De nuevo, el punto de partida es la negación del derecho a decidir y, más concretamente, la argumentación que la acompaña. Si se han fijado, buena parte de los que rechazan con toda la contundencia de su ser que se consulte a la ciudadanía qué quiere ser o dejar de ser lo hacen en nombre de la democracia. Se presentan, de hecho, ¡manda narices!, como los únicos demócratas genuinos y tildan de reaccionarios descojonaconvivencias a los que, a riesgo de ser derrotados, están dispuestos a someter sus ideas al veredicto de los urnas. Bajo el banderón de la libertad se ciscan en la libertad, y encima tienen los bemoles de hacerse los ofendidos y soltar tremebundas filípicas que básicamente se resumen en la idea de que preguntar al pueblo sobre cuestiones que le atañen es destapar la caja de los truenos, además de una antigualla que ya no se lleva. Y como el balón es suyo, o se juega con sus reglas, o vienen los tanques, a ver quién se aparta antes.
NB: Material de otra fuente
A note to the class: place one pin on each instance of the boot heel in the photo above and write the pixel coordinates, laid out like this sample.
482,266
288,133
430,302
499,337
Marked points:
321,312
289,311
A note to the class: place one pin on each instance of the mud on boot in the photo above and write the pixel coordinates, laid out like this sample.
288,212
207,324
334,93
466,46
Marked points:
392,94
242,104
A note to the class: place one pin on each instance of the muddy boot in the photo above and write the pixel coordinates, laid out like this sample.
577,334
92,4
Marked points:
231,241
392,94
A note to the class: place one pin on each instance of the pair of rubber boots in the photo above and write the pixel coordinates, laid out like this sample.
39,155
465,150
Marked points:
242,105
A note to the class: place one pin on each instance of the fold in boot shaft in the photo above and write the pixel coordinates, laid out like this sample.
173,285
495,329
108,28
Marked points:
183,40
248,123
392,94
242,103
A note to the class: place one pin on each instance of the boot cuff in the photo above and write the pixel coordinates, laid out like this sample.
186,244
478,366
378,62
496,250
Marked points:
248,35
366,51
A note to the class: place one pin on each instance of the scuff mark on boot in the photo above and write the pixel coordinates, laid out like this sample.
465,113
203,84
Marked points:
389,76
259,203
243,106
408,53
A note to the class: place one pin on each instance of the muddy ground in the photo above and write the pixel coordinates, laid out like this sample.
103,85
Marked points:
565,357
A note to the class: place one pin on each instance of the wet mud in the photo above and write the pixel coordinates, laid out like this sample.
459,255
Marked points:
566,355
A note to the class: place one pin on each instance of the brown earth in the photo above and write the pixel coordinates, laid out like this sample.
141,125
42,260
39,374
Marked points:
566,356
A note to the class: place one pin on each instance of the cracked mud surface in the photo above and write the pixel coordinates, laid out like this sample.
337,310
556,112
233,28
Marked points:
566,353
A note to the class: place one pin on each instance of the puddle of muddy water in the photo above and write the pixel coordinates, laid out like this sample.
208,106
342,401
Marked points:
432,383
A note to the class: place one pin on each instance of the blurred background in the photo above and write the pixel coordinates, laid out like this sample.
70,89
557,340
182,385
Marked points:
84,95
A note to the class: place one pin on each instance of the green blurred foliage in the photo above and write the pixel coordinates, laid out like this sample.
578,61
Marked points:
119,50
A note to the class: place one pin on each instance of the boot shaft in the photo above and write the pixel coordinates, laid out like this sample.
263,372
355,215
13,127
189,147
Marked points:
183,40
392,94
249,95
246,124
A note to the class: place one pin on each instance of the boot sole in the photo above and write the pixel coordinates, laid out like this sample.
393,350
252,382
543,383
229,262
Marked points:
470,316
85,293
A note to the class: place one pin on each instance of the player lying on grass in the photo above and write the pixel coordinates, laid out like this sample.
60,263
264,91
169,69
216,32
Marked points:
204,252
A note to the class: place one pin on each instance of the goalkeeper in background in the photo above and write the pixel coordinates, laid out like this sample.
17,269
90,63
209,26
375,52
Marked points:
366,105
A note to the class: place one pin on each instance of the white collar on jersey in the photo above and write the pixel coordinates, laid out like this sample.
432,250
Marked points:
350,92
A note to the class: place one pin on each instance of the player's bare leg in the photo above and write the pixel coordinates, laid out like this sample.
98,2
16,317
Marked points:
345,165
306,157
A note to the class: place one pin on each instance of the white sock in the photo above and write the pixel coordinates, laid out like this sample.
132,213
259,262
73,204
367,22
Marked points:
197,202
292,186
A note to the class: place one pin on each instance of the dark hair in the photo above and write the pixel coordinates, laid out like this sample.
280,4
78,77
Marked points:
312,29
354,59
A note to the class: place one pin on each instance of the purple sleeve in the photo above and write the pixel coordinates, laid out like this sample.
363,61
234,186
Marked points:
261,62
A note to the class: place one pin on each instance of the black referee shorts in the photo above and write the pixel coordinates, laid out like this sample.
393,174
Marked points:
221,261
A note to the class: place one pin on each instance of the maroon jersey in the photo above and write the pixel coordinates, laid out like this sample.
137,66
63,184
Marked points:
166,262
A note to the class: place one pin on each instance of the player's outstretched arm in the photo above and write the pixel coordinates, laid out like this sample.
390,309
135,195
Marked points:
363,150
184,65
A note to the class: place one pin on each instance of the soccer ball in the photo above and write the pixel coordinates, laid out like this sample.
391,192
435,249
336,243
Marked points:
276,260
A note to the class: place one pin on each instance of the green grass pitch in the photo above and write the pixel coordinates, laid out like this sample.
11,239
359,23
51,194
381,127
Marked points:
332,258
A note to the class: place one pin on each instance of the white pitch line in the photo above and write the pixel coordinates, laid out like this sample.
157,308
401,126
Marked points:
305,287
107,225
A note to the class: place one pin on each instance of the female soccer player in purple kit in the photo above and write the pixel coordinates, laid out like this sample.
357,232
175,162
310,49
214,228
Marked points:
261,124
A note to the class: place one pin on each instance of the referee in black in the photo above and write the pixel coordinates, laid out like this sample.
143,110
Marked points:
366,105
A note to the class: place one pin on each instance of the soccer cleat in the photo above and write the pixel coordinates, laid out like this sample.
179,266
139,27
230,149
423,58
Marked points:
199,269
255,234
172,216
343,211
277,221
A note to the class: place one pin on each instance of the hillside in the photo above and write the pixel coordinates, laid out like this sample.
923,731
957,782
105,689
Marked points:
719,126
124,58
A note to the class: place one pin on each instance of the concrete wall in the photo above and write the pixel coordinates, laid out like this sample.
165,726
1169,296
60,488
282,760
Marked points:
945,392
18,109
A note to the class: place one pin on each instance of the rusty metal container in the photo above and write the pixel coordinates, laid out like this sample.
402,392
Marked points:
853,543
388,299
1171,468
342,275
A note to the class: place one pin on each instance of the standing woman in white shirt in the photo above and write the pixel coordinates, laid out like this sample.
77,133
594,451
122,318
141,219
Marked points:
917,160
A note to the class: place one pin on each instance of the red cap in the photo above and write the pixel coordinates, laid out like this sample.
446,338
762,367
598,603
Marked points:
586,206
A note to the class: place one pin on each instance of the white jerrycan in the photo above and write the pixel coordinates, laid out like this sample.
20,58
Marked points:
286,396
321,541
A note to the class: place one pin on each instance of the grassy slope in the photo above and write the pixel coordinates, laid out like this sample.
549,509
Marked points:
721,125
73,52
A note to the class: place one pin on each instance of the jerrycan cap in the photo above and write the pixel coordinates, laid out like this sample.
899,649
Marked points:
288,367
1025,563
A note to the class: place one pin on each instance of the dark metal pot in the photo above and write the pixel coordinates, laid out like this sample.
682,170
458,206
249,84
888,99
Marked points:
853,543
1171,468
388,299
Estamos ante una vuelta de tuerca corregida y aumentada de la democracia orgánica de los vencedores de la guerra de 1936. El razonamiento de partida es el mismo: puesto que las urnas son la raíz de todos las catástrofes porque los ciudadanos se empeñan en votar lo que no conviene, eliminemos la tentación de votar mal. La diferencia es que técnicamente ahora no estamos en una dictadura. Solo en una democracia totalitaria, qué bien.